Avec son poignant Ce qu’il reste de nous, la réalisatrice Cherien Dabis embarque le spectateur dans l’épopée tragique de trois générations d’une famille palestinienne, qui portent depuis 1948 les espoirs et les blessures d’un peuple.
Un récit intime au cœur des évènements qui jalonnent l’histoire de la Palestine
La réalisatrice américaine d’origine palestinienne Cherien Dabis, par ailleurs interprète de Hanan, qui raconte l’épopée de la famille, « espère offrir au public une expérience émotionnelle ». Et c’est absolument le cas ! Car si son dernier long métrage aborde un sujet politique toujours d’actualité, son approche, par le double biais de l’intime et des faits historiques, est particulièrement émouvante.
Rien ne sera plus jamais comme avant
Plusieurs moments clés ont des conséquences dramatiques sur cette famille de propriétaires d’une orangeraie à Jaffa. 1948 marque la fin du mandat britannique en Palestine et la création, plus que controversée, de l’État d’Israël, contraignant les membres de la famille à quitter leurs terres et leur maison et à vivre l’emprisonnement et l’exode. Le quotidien et les manques dans les camps de réfugiés en Cisjordanie occupée sont évoqués en 1978, 1988 et 2022.
La réalisatrice, consciente de la complexité et des multiples parties prenantes dans ces territoires, a veillé avec habileté à contextualiser chaque évènement évoqué ou vécu par cette famille. Ainsi, en fond, annonces à la radio et à la télévision permettent toujours de raccrocher l’action à chaque scène intime.
De l’exil aux choix de la résistance
Cherien Dabis embarque donc avec pudeur le spectateur au cœur de cette lignée d’hommes attachants, qui subissent des décisions arbitraires, échouent parfois à protéger leur famille et tentent malgré tout de survivre. L’empathie que la réalisatrice parvient à susciter est sans nul doute renforcée par les liens familiaux et artistiques qui existent entre ses interprètes palestiniens. Saleh Bakri (Salim en 1988) est en effet le fils de Mohammad Bakri (Sharif âgé en 1988) et le frère d’Adam Bakri (Sharif jeune en 1948).
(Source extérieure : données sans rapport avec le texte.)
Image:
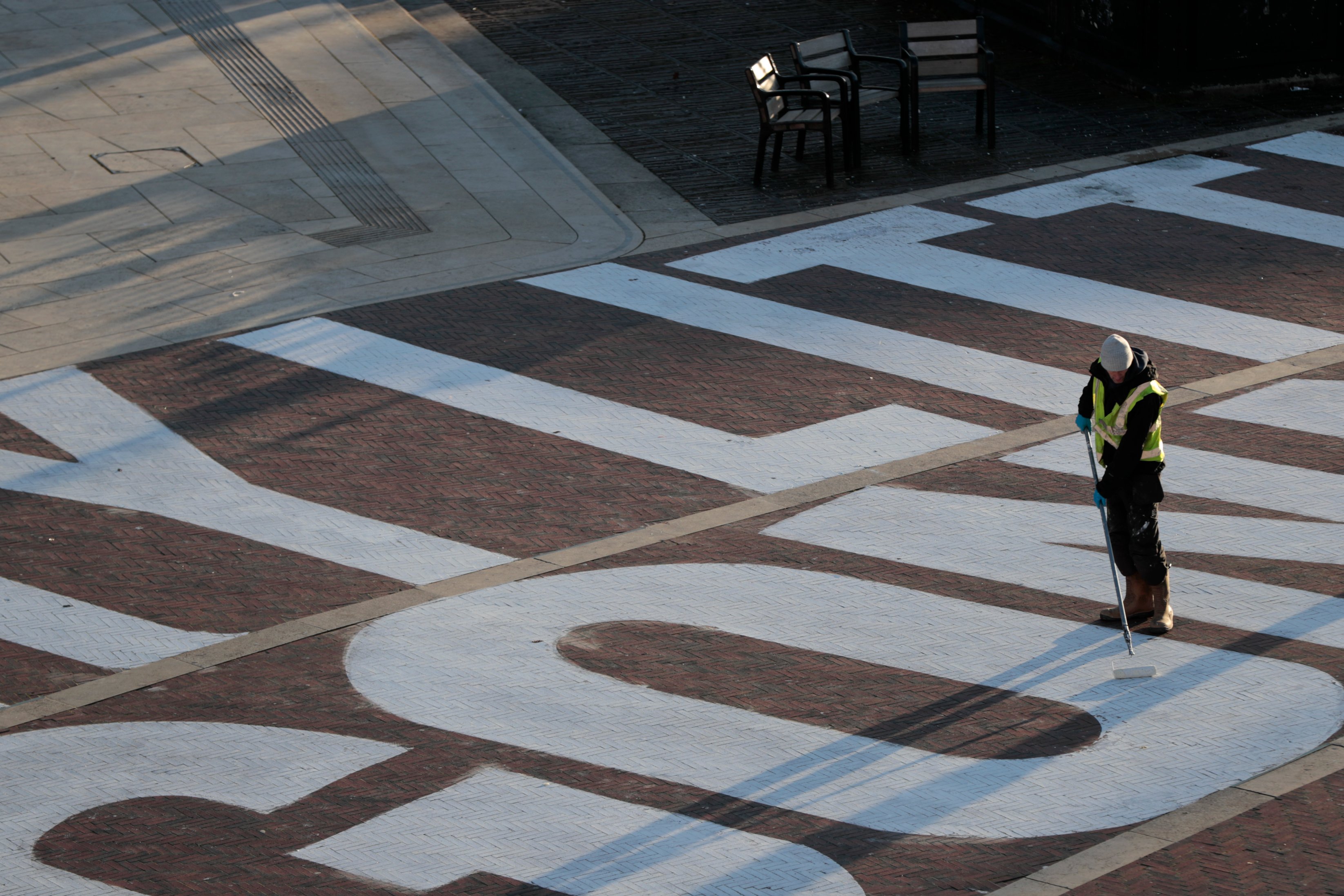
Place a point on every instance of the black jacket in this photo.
(1124, 463)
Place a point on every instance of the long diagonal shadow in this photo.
(663, 841)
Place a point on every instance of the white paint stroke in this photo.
(1239, 480)
(889, 245)
(85, 632)
(470, 665)
(1172, 186)
(53, 774)
(839, 339)
(128, 459)
(1311, 145)
(571, 841)
(1023, 543)
(1308, 406)
(765, 464)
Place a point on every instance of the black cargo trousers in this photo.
(1132, 514)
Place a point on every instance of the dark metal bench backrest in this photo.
(834, 51)
(945, 47)
(764, 76)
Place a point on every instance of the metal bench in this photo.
(834, 54)
(795, 109)
(949, 57)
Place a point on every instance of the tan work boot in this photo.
(1163, 618)
(1139, 602)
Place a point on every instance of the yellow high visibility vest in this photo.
(1108, 429)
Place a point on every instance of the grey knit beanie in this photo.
(1116, 355)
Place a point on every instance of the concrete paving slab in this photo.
(249, 219)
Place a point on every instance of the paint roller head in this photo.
(1132, 672)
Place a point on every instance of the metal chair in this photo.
(835, 54)
(949, 57)
(795, 109)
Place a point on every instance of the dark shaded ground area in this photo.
(664, 80)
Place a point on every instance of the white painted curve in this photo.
(1308, 406)
(571, 841)
(51, 774)
(1025, 543)
(839, 339)
(470, 665)
(1207, 475)
(128, 459)
(85, 632)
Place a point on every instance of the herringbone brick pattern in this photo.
(182, 845)
(1288, 847)
(835, 692)
(428, 467)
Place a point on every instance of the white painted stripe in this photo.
(1023, 543)
(1275, 487)
(53, 774)
(89, 633)
(768, 464)
(889, 245)
(470, 665)
(1311, 406)
(927, 361)
(571, 841)
(1311, 145)
(1171, 186)
(131, 460)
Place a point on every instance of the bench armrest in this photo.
(889, 60)
(839, 77)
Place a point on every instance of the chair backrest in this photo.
(764, 76)
(830, 51)
(944, 47)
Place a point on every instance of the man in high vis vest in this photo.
(1123, 408)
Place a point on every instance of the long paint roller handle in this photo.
(1111, 553)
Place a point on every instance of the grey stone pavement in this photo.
(146, 201)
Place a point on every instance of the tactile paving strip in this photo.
(381, 212)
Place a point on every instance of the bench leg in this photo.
(905, 121)
(831, 171)
(765, 136)
(914, 120)
(853, 144)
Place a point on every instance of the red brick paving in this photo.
(172, 573)
(171, 845)
(730, 383)
(830, 691)
(460, 476)
(1288, 847)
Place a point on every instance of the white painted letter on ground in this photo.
(129, 460)
(572, 841)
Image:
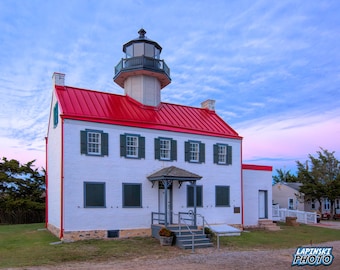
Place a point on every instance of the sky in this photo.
(273, 67)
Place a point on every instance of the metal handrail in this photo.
(192, 233)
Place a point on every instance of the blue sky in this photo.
(273, 67)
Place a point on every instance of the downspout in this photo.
(46, 182)
(195, 204)
(242, 197)
(61, 235)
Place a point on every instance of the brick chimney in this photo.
(58, 79)
(208, 104)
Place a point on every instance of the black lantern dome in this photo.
(142, 57)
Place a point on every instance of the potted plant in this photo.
(166, 237)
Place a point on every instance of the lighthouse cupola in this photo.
(142, 73)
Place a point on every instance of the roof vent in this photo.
(58, 79)
(208, 104)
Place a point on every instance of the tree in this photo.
(22, 191)
(320, 177)
(284, 176)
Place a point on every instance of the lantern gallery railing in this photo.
(142, 62)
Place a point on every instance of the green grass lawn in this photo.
(30, 245)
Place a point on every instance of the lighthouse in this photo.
(142, 74)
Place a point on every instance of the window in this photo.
(132, 146)
(222, 196)
(55, 115)
(94, 194)
(222, 154)
(326, 204)
(290, 203)
(94, 143)
(132, 195)
(165, 149)
(190, 196)
(194, 152)
(313, 203)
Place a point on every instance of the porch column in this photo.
(165, 184)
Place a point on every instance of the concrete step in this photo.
(269, 225)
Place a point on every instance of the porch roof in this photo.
(173, 173)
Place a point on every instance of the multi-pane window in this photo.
(94, 142)
(165, 149)
(222, 196)
(131, 146)
(132, 195)
(290, 203)
(222, 154)
(194, 152)
(190, 196)
(326, 204)
(313, 203)
(94, 194)
(55, 115)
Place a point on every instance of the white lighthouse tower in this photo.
(142, 73)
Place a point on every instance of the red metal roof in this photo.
(94, 106)
(257, 167)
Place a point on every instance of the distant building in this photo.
(113, 161)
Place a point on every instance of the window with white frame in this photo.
(165, 149)
(222, 154)
(326, 205)
(131, 146)
(337, 204)
(93, 143)
(290, 203)
(313, 203)
(194, 151)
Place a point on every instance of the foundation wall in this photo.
(73, 236)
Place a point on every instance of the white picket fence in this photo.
(280, 214)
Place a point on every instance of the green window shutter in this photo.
(105, 144)
(216, 153)
(229, 155)
(202, 153)
(83, 142)
(187, 151)
(157, 148)
(173, 150)
(122, 145)
(141, 150)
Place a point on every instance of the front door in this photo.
(263, 205)
(164, 202)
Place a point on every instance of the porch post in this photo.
(195, 203)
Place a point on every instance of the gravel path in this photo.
(210, 258)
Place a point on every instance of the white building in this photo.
(113, 160)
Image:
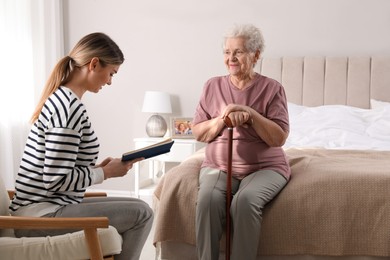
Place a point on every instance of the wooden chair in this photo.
(92, 231)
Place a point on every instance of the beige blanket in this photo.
(336, 203)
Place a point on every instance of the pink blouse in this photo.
(250, 152)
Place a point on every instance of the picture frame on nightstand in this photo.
(181, 127)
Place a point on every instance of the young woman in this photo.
(59, 160)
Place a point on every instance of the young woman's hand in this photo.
(115, 167)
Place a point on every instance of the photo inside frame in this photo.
(182, 128)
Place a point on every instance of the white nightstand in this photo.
(181, 149)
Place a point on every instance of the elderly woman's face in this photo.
(238, 60)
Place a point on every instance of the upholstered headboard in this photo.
(314, 81)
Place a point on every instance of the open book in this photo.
(149, 151)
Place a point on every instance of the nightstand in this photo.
(181, 149)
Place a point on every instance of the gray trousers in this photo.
(132, 218)
(250, 195)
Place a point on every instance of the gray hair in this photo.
(252, 34)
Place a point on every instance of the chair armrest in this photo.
(88, 224)
(11, 194)
(52, 223)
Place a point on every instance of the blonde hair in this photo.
(92, 45)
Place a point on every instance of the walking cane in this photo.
(228, 123)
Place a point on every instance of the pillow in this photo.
(339, 127)
(378, 104)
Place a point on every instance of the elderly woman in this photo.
(257, 108)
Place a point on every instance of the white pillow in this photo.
(378, 104)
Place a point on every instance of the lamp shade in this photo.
(157, 102)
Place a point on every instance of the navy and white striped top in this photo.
(60, 152)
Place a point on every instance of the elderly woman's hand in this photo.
(239, 115)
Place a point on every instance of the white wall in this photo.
(175, 46)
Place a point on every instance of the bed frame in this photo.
(314, 81)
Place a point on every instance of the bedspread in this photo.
(337, 202)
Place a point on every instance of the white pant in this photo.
(250, 195)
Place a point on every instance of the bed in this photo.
(336, 205)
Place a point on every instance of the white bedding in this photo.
(340, 127)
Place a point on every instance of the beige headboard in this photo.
(314, 81)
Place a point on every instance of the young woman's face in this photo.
(238, 60)
(101, 76)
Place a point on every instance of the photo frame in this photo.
(181, 127)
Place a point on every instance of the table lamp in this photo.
(156, 102)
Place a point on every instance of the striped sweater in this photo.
(60, 152)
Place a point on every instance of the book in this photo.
(150, 150)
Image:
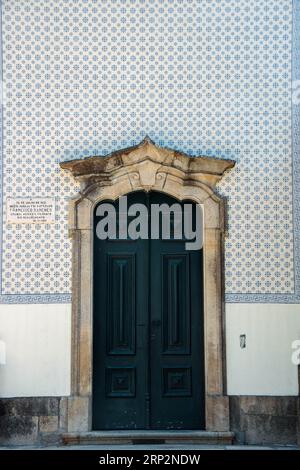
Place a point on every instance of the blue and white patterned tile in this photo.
(207, 77)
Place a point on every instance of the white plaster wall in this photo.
(264, 367)
(37, 341)
(37, 349)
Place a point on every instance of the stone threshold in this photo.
(148, 437)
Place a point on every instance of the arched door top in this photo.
(146, 167)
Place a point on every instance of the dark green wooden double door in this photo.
(148, 363)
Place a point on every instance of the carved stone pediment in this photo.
(147, 166)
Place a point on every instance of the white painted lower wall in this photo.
(265, 366)
(36, 345)
(37, 341)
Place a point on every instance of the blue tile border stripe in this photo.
(230, 297)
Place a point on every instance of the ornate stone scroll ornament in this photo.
(149, 167)
(146, 167)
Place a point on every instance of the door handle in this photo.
(155, 323)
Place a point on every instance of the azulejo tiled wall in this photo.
(210, 77)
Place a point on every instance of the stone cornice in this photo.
(146, 161)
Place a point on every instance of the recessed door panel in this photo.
(148, 370)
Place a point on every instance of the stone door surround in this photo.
(146, 167)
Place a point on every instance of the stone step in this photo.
(148, 437)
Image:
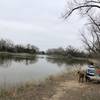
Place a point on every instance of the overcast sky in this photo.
(39, 22)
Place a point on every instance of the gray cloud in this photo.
(38, 22)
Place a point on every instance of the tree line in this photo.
(9, 46)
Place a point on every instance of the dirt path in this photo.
(64, 87)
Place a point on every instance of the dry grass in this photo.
(66, 85)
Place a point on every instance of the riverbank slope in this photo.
(64, 87)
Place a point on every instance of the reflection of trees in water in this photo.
(66, 61)
(6, 61)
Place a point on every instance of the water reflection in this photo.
(66, 61)
(6, 61)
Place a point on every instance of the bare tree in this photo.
(91, 9)
(84, 6)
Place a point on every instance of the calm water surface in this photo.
(17, 71)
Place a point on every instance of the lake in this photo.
(15, 71)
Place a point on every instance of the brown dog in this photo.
(81, 76)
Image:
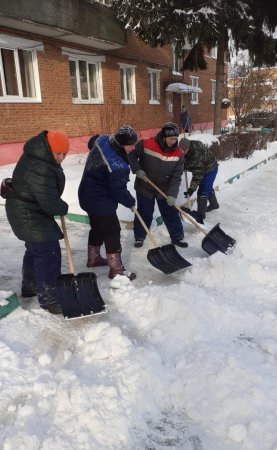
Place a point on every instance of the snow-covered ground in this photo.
(183, 361)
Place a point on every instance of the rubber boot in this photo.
(202, 205)
(117, 268)
(213, 202)
(94, 257)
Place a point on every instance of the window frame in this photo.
(123, 67)
(157, 72)
(194, 99)
(89, 59)
(175, 62)
(15, 44)
(213, 88)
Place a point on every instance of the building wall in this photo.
(20, 121)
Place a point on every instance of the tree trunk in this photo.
(221, 46)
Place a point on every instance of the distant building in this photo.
(71, 65)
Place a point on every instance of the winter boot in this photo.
(94, 257)
(213, 202)
(117, 268)
(202, 205)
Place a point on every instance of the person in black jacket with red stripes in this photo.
(162, 161)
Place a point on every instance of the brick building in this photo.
(71, 65)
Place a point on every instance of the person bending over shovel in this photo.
(161, 159)
(38, 183)
(103, 186)
(204, 167)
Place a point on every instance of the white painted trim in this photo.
(123, 65)
(13, 42)
(78, 54)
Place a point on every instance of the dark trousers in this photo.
(170, 215)
(206, 186)
(105, 229)
(41, 266)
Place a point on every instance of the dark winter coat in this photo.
(162, 164)
(200, 161)
(185, 120)
(38, 178)
(104, 181)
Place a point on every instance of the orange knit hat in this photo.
(58, 141)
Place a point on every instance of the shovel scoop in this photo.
(78, 294)
(165, 258)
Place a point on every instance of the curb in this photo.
(10, 307)
(255, 167)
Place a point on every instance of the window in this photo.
(127, 84)
(213, 91)
(86, 80)
(154, 86)
(194, 95)
(213, 52)
(177, 62)
(19, 79)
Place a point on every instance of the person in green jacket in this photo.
(38, 182)
(204, 167)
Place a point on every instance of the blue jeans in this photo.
(41, 266)
(170, 215)
(206, 186)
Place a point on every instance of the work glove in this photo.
(188, 193)
(140, 174)
(170, 200)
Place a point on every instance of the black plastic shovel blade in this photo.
(217, 240)
(167, 259)
(79, 295)
(194, 214)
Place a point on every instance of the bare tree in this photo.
(250, 89)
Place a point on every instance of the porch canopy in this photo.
(181, 88)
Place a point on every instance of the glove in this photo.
(188, 193)
(170, 200)
(140, 174)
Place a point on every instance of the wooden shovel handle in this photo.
(190, 219)
(187, 186)
(145, 227)
(67, 246)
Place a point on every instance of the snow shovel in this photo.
(195, 214)
(165, 258)
(78, 294)
(214, 240)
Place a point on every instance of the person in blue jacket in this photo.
(103, 186)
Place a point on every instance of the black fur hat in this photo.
(170, 129)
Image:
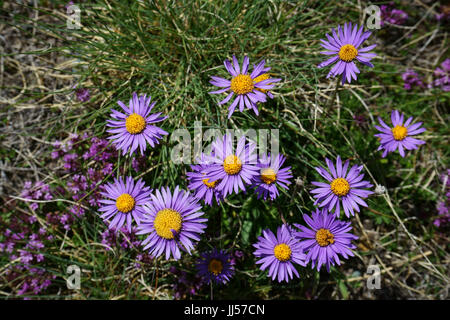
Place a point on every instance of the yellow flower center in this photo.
(268, 175)
(324, 237)
(165, 221)
(262, 77)
(399, 132)
(232, 164)
(215, 266)
(340, 187)
(242, 84)
(348, 52)
(211, 185)
(135, 123)
(125, 203)
(282, 252)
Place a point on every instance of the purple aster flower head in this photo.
(125, 202)
(173, 222)
(133, 128)
(343, 46)
(216, 266)
(279, 253)
(248, 89)
(342, 188)
(443, 214)
(202, 187)
(412, 79)
(325, 239)
(391, 15)
(271, 175)
(398, 137)
(83, 94)
(232, 167)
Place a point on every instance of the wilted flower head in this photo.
(391, 15)
(216, 266)
(233, 167)
(271, 176)
(203, 188)
(412, 79)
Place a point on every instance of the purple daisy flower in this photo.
(342, 187)
(232, 168)
(343, 47)
(279, 253)
(126, 200)
(216, 266)
(248, 88)
(398, 137)
(134, 128)
(203, 187)
(271, 175)
(173, 222)
(325, 239)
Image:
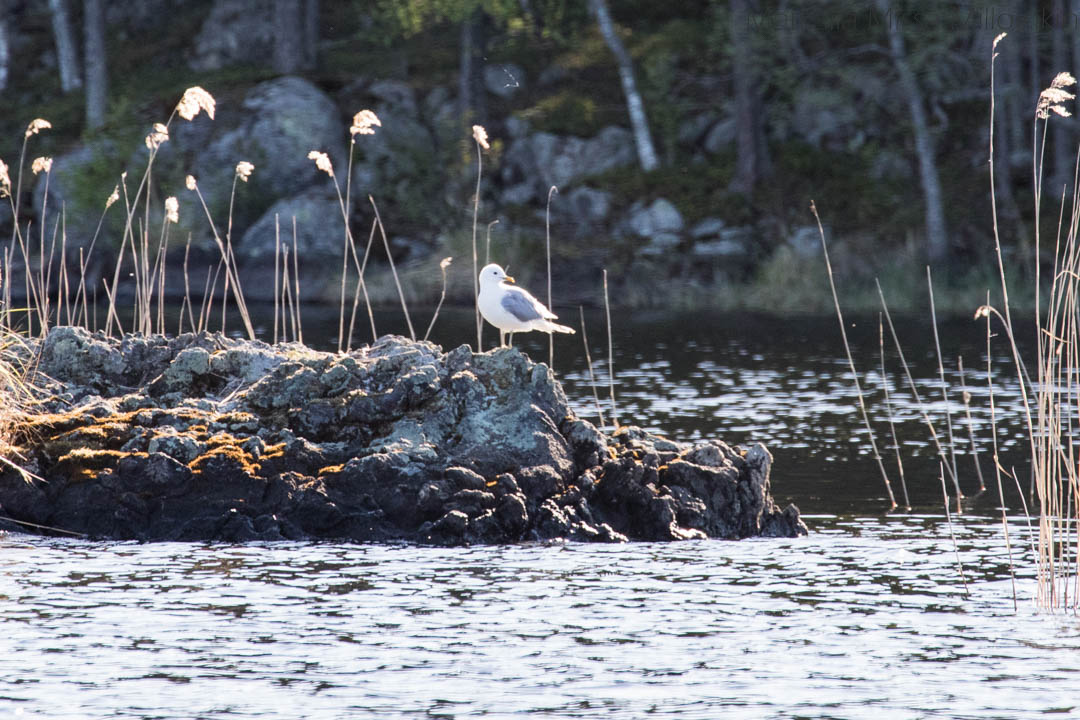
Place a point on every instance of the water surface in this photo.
(867, 617)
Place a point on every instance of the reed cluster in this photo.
(1050, 399)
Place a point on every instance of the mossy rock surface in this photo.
(205, 437)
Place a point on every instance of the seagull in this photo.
(512, 309)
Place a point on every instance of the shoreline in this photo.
(204, 437)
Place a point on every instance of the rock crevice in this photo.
(205, 437)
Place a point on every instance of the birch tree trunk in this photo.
(936, 238)
(97, 81)
(750, 140)
(638, 121)
(67, 52)
(1014, 104)
(4, 45)
(472, 108)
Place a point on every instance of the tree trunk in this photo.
(638, 121)
(310, 34)
(750, 138)
(936, 238)
(97, 81)
(4, 45)
(288, 36)
(472, 107)
(67, 52)
(1015, 105)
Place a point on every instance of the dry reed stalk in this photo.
(997, 461)
(607, 312)
(161, 286)
(210, 299)
(442, 266)
(111, 314)
(851, 362)
(277, 276)
(207, 298)
(971, 426)
(941, 375)
(390, 257)
(948, 518)
(480, 136)
(7, 290)
(83, 260)
(287, 301)
(589, 362)
(362, 287)
(187, 286)
(888, 409)
(297, 316)
(63, 297)
(547, 228)
(81, 293)
(231, 276)
(910, 383)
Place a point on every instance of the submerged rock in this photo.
(205, 437)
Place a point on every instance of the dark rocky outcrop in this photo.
(204, 437)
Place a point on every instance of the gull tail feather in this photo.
(555, 327)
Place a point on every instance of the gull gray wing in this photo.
(521, 304)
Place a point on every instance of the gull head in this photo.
(493, 274)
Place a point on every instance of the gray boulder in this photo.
(660, 217)
(320, 229)
(280, 122)
(396, 162)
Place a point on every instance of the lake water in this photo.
(867, 617)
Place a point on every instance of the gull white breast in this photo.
(513, 309)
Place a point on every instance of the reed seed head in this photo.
(322, 162)
(36, 125)
(1054, 97)
(42, 164)
(244, 170)
(194, 99)
(481, 136)
(172, 209)
(364, 123)
(158, 137)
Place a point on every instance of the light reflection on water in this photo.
(864, 619)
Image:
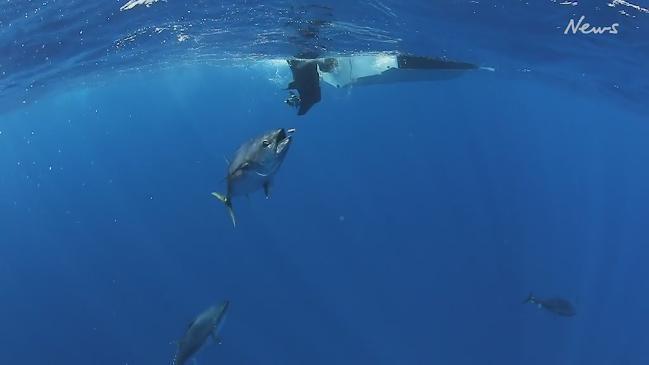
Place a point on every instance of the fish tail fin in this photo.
(530, 299)
(228, 204)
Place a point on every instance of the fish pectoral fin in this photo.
(228, 204)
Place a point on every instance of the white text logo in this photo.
(587, 28)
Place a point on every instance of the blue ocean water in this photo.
(406, 226)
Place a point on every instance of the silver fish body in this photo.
(254, 166)
(206, 324)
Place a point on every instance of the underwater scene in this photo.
(324, 182)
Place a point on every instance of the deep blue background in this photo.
(401, 229)
(406, 226)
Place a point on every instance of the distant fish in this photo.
(254, 166)
(207, 324)
(557, 306)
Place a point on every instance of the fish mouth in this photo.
(283, 139)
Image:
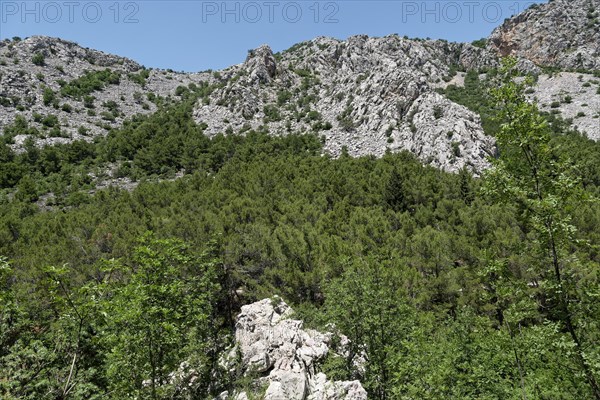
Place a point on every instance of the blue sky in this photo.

Outre la violence omniprésente, le film est parcouru tout du long par le très fort sentiment d’humiliation ressenti par les personnages et transmis au spectateur avec beaucoup de réalisme. Un sentiment provoqué par les actes des soldats israéliens, en 1948 comme en 1978, qui vont se cristalliser et se transmettre de génération en génération. Et surtout modifier l’estime des hommes pour eux-mêmes et le regard des fils sur leurs pères.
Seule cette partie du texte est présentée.